ECLI:NL:RBZWB:2022:6402
Rechtbank Zeeland-West-Brabant
- Eerste aanleg - enkelvoudig
- Rechtspraak.nl
Veroordeling in proceskosten na intrekking beroep inzake wijziging basisregistratie personen
In deze zaak heeft verzoeker beroep ingesteld tegen het besluit van 7 oktober 2021 van het college van burgemeester en wethouders van de gemeente Tholen, waarin zijn verzoek om wijziging van zijn gegevens in de basisregistratie personen (Brp) werd afgewezen. Op 7 september 2022 heeft verweerder aan verzoeker meegedeeld dat zijn verzoek tot correctie van de Brp alsnog is verwerkt. Hierop heeft verzoeker het beroep ingetrokken en verzocht om veroordeling van verweerder in de proceskosten. Verweerder heeft geen gebruik gemaakt van de gelegenheid om hierop te reageren.

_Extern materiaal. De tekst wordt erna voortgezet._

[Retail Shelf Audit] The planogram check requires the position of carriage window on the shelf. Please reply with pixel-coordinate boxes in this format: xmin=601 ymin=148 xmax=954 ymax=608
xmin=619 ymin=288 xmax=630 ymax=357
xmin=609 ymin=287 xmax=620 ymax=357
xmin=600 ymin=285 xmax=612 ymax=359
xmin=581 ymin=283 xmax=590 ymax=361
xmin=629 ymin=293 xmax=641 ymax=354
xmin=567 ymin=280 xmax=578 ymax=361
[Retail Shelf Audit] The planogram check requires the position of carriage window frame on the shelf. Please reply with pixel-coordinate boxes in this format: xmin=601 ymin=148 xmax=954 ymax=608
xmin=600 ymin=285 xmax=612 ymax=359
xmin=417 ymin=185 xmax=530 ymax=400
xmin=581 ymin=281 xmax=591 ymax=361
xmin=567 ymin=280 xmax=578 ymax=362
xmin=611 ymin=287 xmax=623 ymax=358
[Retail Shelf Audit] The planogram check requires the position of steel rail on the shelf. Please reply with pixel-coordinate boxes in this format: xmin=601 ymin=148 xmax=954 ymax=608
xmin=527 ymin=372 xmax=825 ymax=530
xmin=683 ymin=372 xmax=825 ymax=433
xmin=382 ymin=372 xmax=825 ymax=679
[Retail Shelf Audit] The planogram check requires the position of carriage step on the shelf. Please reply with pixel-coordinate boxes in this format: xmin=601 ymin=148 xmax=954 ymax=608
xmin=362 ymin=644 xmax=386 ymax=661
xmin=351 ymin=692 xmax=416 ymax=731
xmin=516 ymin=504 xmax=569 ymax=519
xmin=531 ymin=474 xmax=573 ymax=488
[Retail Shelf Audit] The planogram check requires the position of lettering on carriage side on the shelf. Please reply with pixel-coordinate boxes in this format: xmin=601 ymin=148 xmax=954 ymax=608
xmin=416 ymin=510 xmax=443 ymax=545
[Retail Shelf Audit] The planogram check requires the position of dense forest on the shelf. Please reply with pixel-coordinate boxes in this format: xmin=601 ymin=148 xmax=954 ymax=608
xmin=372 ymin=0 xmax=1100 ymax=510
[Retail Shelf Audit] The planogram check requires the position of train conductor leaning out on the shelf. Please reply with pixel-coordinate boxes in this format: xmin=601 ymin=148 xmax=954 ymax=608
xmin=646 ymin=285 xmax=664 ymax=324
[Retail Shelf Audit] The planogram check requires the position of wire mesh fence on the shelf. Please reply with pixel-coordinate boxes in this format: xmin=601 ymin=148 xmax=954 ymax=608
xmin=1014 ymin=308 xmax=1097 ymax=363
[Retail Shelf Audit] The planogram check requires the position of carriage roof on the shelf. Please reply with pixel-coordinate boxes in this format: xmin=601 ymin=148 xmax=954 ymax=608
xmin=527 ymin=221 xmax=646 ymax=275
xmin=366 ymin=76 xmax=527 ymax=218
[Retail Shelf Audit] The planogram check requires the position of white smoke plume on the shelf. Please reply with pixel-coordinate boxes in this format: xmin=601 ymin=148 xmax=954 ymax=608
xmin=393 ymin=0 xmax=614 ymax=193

De rechtbank heeft, met toepassing van artikel 8:54, eerste lid, van de Algemene wet bestuursrecht (Awb), besloten om de behandeling van het verzoek ter zitting achterwege te laten. De rechtbank overweegt dat op grond van artikel 8:75a, eerste lid, van de Awb, indien het beroep wordt ingetrokken omdat het bestuursorgaan geheel of gedeeltelijk aan de indiener van het beroepschrift is tegemoetgekomen, het bestuursorgaan kan worden veroordeeld in de proceskosten.
De rechtbank concludeert dat uit het e-mailbericht van 7 september 2022 blijkt dat verweerder aan verzoeker is tegemoetgekomen. Daarom heeft de rechtbank verweerder veroordeeld in de door verzoeker gemaakte proceskosten, die zijn vastgesteld op € 1.841,-. Tevens overweegt de rechtbank dat verweerder op grond van artikel 8:41, zevende lid, van de Awb het griffierecht van € 181,- aan verzoeker dient te vergoeden, zodat een veroordeling daartoe niet nodig is. Deze uitspraak is gedaan door mr. L.P. Hertsig, rechter, en openbaar gemaakt op 2 november 2022.